Developmental delay 2 Flashcards
What is general learning difficulty?
Borderline and mild learning difficulties- IQ 70-80:
Usually supported by additional helpers (learning support assistants) at mainstream schools
Moderate (IQ 50-70)
Severe (IQ 35-50)
Profound (IQ<35)
Which conditions can cause abnormal development and learning difficulty?
Genetic- chromosomal and DNA disorders (e.g. Down syndrome, fragile X syndrome, chromosomal microdeletions or duplications); cerebral dysgenesis (e.g. microcephaly, hydrocephalus)
Cerebrovascular- stroke
Metabolic- hypothyroidism, phenylketonuria, (perinatal) hypoglycaemia and
hyperbilirubinemia, inborn errors of metabolism
Teratogenic- alcohol and drug abuse (during pregnancy)
Congenital infection- TORCH
Extreme prematurity- IVH, periventricular leukomalacia (necrosis of white matter near the lateral ventricles)

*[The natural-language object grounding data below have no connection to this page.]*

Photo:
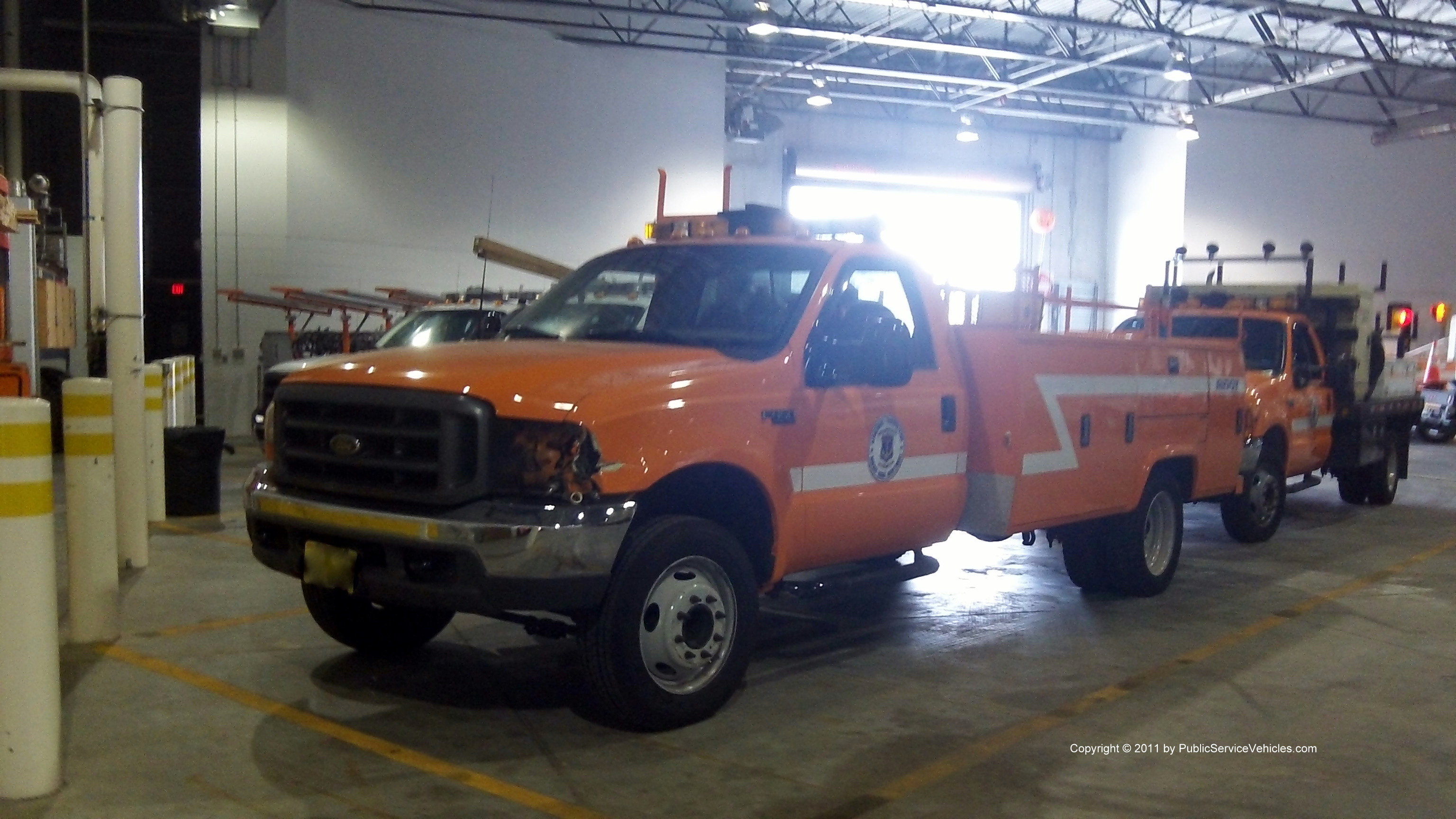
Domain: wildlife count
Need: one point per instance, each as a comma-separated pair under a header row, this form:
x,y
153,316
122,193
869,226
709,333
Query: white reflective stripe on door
x,y
856,473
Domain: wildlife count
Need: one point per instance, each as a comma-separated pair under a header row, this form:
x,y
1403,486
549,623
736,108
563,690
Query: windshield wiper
x,y
528,333
653,337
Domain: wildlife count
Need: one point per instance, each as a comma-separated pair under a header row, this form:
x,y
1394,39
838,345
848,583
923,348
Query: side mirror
x,y
1305,373
858,343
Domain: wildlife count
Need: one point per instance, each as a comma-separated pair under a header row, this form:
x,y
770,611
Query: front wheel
x,y
672,640
373,628
1254,515
1144,546
1436,435
1382,479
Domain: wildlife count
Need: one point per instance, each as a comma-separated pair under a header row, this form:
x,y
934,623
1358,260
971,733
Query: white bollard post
x,y
29,646
188,391
156,460
124,345
169,392
91,510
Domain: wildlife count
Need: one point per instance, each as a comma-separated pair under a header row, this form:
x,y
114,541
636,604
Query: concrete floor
x,y
960,694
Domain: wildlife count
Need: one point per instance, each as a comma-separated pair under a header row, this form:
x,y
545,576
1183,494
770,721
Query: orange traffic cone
x,y
1433,373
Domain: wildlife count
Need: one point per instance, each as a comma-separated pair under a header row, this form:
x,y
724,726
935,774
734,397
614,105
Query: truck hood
x,y
522,378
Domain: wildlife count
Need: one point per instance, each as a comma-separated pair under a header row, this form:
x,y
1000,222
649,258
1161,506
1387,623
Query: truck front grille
x,y
401,445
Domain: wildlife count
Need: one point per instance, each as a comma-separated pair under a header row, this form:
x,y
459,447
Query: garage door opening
x,y
966,241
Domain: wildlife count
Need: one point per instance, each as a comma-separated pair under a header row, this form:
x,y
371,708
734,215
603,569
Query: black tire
x,y
1084,557
1353,489
373,628
681,586
1436,435
1383,477
1254,515
1144,546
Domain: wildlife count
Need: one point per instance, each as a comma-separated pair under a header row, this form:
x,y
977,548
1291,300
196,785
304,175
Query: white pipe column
x,y
156,464
91,510
124,350
29,646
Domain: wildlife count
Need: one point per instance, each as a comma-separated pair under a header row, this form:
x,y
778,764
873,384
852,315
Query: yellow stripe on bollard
x,y
25,441
25,500
85,406
89,444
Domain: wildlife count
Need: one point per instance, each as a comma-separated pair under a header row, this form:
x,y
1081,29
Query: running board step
x,y
1308,483
837,579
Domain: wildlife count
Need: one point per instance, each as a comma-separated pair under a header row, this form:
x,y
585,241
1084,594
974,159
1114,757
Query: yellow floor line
x,y
992,745
178,529
216,624
359,739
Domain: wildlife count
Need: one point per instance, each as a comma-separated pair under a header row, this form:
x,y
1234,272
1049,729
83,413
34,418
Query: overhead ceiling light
x,y
1187,130
762,22
1177,69
967,132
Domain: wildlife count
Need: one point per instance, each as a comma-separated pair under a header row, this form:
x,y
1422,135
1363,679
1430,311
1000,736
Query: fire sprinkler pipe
x,y
124,352
89,92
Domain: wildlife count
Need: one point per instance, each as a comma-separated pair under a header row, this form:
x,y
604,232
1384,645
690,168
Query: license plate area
x,y
329,567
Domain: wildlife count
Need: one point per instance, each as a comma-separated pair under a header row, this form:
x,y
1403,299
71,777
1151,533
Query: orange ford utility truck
x,y
685,425
1324,397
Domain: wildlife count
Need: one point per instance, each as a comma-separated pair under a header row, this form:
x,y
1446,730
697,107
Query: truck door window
x,y
1305,355
896,291
1265,346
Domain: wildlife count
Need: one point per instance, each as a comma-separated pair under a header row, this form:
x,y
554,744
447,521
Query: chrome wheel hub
x,y
688,626
1159,532
1263,496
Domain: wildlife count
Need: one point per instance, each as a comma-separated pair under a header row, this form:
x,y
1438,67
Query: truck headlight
x,y
544,458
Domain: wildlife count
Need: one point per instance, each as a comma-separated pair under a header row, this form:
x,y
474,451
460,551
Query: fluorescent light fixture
x,y
966,133
762,22
1177,69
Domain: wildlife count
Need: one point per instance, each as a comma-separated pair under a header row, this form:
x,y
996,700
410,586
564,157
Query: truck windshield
x,y
436,327
742,299
1263,340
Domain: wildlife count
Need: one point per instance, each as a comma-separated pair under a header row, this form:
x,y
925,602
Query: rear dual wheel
x,y
1132,554
1254,515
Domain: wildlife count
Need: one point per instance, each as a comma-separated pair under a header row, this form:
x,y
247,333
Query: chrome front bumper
x,y
509,541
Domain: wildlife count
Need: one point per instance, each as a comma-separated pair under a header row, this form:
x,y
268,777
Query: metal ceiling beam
x,y
1075,22
833,69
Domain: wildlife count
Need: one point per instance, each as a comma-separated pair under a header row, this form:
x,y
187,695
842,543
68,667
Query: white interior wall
x,y
1145,209
1266,178
370,161
1074,174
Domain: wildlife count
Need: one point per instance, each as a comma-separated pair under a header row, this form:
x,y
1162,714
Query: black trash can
x,y
194,464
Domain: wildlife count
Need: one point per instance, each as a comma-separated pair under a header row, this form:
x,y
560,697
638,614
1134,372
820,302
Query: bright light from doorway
x,y
966,241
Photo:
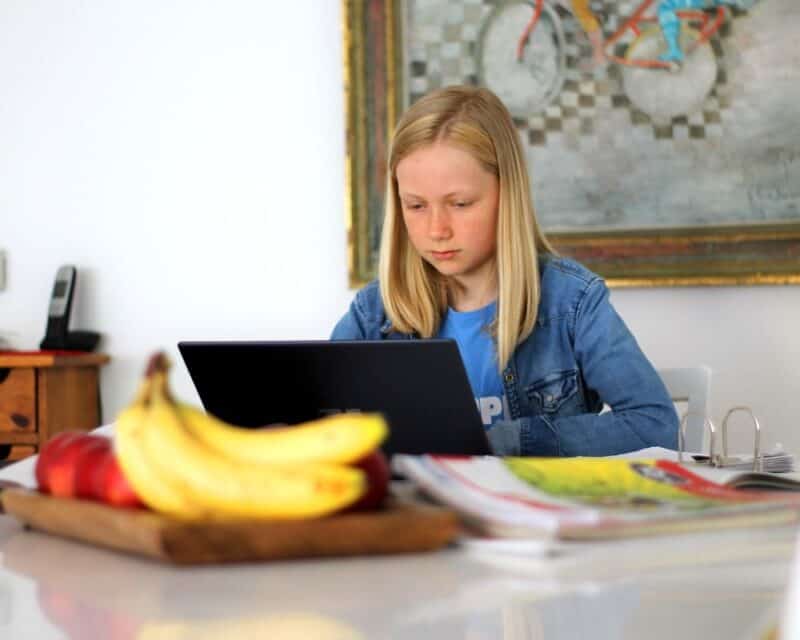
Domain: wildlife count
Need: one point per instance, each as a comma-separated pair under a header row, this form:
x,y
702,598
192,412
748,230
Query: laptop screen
x,y
420,386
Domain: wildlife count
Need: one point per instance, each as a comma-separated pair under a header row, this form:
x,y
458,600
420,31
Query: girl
x,y
463,257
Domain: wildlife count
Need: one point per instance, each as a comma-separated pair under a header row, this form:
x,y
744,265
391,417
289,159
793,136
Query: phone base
x,y
72,341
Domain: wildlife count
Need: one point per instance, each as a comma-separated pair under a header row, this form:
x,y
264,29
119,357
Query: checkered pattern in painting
x,y
442,44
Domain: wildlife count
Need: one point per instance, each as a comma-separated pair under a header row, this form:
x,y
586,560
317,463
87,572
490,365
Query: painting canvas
x,y
676,160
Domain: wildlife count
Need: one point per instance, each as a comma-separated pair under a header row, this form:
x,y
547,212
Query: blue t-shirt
x,y
470,330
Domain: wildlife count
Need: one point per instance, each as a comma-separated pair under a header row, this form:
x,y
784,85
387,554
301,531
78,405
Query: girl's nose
x,y
439,228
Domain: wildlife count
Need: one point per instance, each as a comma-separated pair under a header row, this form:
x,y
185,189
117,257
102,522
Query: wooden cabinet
x,y
44,393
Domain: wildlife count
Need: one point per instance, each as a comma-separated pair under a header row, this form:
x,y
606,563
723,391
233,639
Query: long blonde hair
x,y
414,294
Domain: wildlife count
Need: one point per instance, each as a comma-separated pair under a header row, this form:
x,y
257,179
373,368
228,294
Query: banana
x,y
342,438
218,487
129,430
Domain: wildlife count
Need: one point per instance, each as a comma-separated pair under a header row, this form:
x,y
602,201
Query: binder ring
x,y
682,435
758,461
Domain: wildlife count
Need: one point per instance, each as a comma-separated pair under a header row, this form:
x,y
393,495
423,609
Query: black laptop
x,y
420,386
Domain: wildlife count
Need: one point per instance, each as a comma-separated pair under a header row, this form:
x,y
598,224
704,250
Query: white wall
x,y
187,157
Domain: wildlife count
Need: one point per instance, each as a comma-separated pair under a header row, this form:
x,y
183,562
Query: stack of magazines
x,y
776,461
597,498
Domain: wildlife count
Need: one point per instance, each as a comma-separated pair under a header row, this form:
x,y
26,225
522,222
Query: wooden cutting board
x,y
398,528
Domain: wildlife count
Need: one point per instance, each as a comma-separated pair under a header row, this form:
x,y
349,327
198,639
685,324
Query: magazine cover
x,y
576,498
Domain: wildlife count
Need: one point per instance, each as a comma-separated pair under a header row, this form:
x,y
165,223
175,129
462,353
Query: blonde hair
x,y
414,294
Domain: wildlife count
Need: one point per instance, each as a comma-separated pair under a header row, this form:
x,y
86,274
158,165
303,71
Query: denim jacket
x,y
580,356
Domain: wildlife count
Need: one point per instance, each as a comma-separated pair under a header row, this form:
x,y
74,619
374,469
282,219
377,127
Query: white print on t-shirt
x,y
491,407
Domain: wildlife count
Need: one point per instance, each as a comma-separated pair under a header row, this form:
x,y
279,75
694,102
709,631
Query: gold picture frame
x,y
727,254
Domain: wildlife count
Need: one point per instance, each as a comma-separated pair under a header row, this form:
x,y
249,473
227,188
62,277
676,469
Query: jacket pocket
x,y
555,393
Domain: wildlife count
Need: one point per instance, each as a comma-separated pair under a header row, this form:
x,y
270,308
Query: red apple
x,y
87,468
376,467
62,466
46,454
111,485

Birth asphyxia- hypoxic-ischaemic encephalopathy
Infection- meningitis, encephalitis
Anoxia- suffocation, near drowning, seizures
Trauma- accidental and non-accidental head injury
Nutritional deficiency- maternal deficiency (in breast fed infants), food intolerances, restrictions
Other- unknown (in ~ 25%), chronic illness, physical abuse, emotional neglect
What is developmental dyspraxia?
A disorder of motor planning and/or execution with no significant findings on standard neurological examination
It is a disorder of the higher cortical processes and there may be associated problems with perception, use of language and putting thoughts together.
What are the features of developmental dyspraxia?
Handwriting, which is typically awkward, messy, slow, irregular and poorly spaced
Difficulty planning, being on time
Forgetfulness and short term memory
Heightened sensory sensitivity and discomfort
Dressing (buttons, laces, clothes)
Cutting up food
Poorly established laterality
Copying and drawing
Messy eating from difficulty in coordinating biting, chewing and swallowing (oromotor dyspraxia)
Dribbling of saliva
How is dyspraxia diagnosed?
OT and speech and language therapist when necessary. A visual assessment may also be helpful
What is ADHD?
In true ADHD, the child is overactive in most situations and has impaired concentration with a short attention span or distractibility.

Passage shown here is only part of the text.